As redes dão a sensação do almoço grátis, mesmo que ele não exista. Já falei sobre isso em outros artigos, sobre os funcionários virtuais que somos. Funcionários enganados, pois pensavam que eram convidados pra uma festa grátis. Na verdade vamos todos trabalhar como plantonistas, programadores, produtores de conteúdo, seguranças, animadores etc. Todos funcionários das redes sem direitos trabalhistas. Nos acostumamos a servir sem exigir nada em troca. E pensando bem, o que será que realmente ganhamos? Esse é um cálculo que precisaria ser feito. Afinal, o Facebook ou qualquer outra rede social é como a política, se você não sabe o que está fazendo com ele, ele sabe o que está fazendo com você.

Mas voltando ao hábito. Os vencedores das eleições de 2018 usaram propaganda via WhatsApp. Eles simplesmente se infiltraram no hábito que é usar esse aplicativo e mudaram ou intensificaram aspectos da mentalidade das pessoas. Um aplicativo é uma máquina de orientar hábitos. A quantidade de desinformação e fake news acessível de graça diariamente por esse aplicativo deve nos levar a pensar. A desinformação e as fake news se tornaram um hábito. O jornal nacional faz o mesmo há décadas, mas o WhatsApp consegue moldar uma mentalidade ainda mais rápido porque exige muito menos dela.

A indústria de aplicativos cresce espantosamente, porque qualquer aplicativo se apresenta como um facilitador da vida e a maioria deles é gratuito. Além de tudo, aplicativos são controladores de hábitos. O controle dá muito trabalho. Do mesmo modo, o autocontrole que é onde os aplicativos atuam. Seres humanos terceirizaram o autocontrole há muito tempo com leis, remédios e agora, aplicativos e se alguém aparece oferecendo controle de graça e sem muita punição, não há quem pense em reclamar.

O prazer de não sentir desprazer

Sabemos que a conquista da autonomia não é fácil. Em uma sociedade que aprendeu a viver sem prazer, no princípio de desempenho, no esforço e na obediência transformadas em maneira de sobreviver, o ato de ser controlado se tornou uma espécie de novo prazer. O prazer de não sentir desprazer algum.  

Então temos que aprender a lidar com esse novo prazer construído pelos novos hábitos. Um prazer na total lassidão. O prazer de ser autômato tem sido demonstrado ao longo das épocas por meio das submissões, adequações e obediências voluntárias. É uma forma civilizada de masoquismo. É o que restou a toda uma civilização docilizada que renunciou a toda forma de esforço enquanto, ao mesmo tempo, vive escravizada. Uma civilização de aparatos, aparelhos, redes sociais e aplicativos capazes de robotizar sem dor.

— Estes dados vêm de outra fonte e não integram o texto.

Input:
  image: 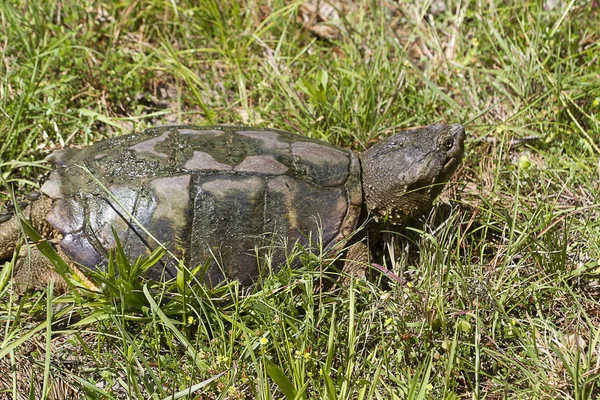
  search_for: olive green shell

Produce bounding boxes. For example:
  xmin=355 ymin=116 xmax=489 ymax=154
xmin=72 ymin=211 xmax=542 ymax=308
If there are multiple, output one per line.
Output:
xmin=42 ymin=125 xmax=362 ymax=286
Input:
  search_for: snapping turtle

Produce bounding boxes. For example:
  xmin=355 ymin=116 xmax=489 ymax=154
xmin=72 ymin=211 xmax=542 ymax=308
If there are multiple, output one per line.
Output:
xmin=0 ymin=125 xmax=465 ymax=286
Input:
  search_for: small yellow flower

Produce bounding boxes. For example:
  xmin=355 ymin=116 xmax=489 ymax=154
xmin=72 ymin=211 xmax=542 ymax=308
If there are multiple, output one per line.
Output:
xmin=519 ymin=154 xmax=531 ymax=169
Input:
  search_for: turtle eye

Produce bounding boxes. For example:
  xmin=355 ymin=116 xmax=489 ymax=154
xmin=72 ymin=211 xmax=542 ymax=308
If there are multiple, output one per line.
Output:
xmin=442 ymin=136 xmax=454 ymax=151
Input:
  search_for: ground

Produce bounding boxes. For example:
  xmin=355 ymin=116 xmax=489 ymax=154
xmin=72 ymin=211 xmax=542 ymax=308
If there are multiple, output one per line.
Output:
xmin=0 ymin=0 xmax=600 ymax=399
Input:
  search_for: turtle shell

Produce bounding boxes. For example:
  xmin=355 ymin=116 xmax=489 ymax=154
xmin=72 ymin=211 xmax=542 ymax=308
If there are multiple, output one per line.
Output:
xmin=42 ymin=125 xmax=362 ymax=286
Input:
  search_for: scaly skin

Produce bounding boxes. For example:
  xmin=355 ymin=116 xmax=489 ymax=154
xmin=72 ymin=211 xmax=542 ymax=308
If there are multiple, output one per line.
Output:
xmin=0 ymin=196 xmax=97 ymax=293
xmin=0 ymin=196 xmax=55 ymax=260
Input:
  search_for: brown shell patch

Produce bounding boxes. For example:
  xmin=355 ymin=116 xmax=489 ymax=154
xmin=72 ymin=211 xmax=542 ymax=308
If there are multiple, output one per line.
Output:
xmin=237 ymin=131 xmax=289 ymax=150
xmin=177 ymin=128 xmax=223 ymax=137
xmin=128 ymin=131 xmax=171 ymax=158
xmin=234 ymin=155 xmax=288 ymax=175
xmin=292 ymin=142 xmax=350 ymax=186
xmin=40 ymin=170 xmax=64 ymax=199
xmin=183 ymin=151 xmax=233 ymax=171
xmin=150 ymin=175 xmax=191 ymax=232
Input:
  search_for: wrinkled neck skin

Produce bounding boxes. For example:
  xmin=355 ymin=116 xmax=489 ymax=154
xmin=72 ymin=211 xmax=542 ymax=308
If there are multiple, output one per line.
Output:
xmin=360 ymin=125 xmax=465 ymax=225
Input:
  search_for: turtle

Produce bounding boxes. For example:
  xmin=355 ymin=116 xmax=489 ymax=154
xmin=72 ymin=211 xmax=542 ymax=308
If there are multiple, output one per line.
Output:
xmin=0 ymin=124 xmax=465 ymax=287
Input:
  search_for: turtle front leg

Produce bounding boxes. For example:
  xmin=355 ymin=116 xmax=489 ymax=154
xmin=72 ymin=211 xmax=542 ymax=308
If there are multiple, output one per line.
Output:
xmin=0 ymin=196 xmax=54 ymax=260
xmin=13 ymin=244 xmax=69 ymax=294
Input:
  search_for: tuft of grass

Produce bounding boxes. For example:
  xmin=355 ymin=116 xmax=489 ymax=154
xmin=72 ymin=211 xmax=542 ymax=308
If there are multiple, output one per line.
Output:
xmin=0 ymin=0 xmax=600 ymax=400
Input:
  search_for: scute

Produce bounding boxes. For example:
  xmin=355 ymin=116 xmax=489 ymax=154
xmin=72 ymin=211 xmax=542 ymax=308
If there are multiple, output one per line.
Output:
xmin=42 ymin=125 xmax=362 ymax=285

Podemos nos perguntar por um preço a ser pago, mas essas questões acima nos mostram que estamos para além de responsabilidades e culpas. Quem Pode ser responsabilizado ou culpabilizado por um hábito? Somos programados para não nos importarmos com isso.

Não perceber o prazer é o prazer que resta em tempos de tanto desprazer.


Leia a coluna de Marcia Tiburi toda quarta-feira no site da CULT

(2) Comentários

  1. Perfeito, Marcia! A cultura do imediatismo fomenta essa necessidade de redes sociais, pois tudo parece mais fácil e instantâneo à partir destas. Tínhamos uma variedade de objetos que executavam distintas funções, hoje em dia temos aplicativos que realizam as mesmas funções em um único aparelho móvel. As relações humanas também tornaram-se ‘coisificadas’. Quando o indivíduo deixa de existir nas redes sociais, deixa de existir também em ciclos sociais. A existência torna-se quase uma reminiscência… “Por onde anda fulano que nunca mais postou nada na rede social X?”. Sabemos, criticamos e não mudamos também pelo motivo de que não queremos deixar de existir, já que há uma obrigação de autoafirmação constante.

  2. Gosto muito da Márcia, ela consegue com esse texto nos mostrar uma outra forma de autocrítica, a pensar o que estamos fazendo de nossas vidas.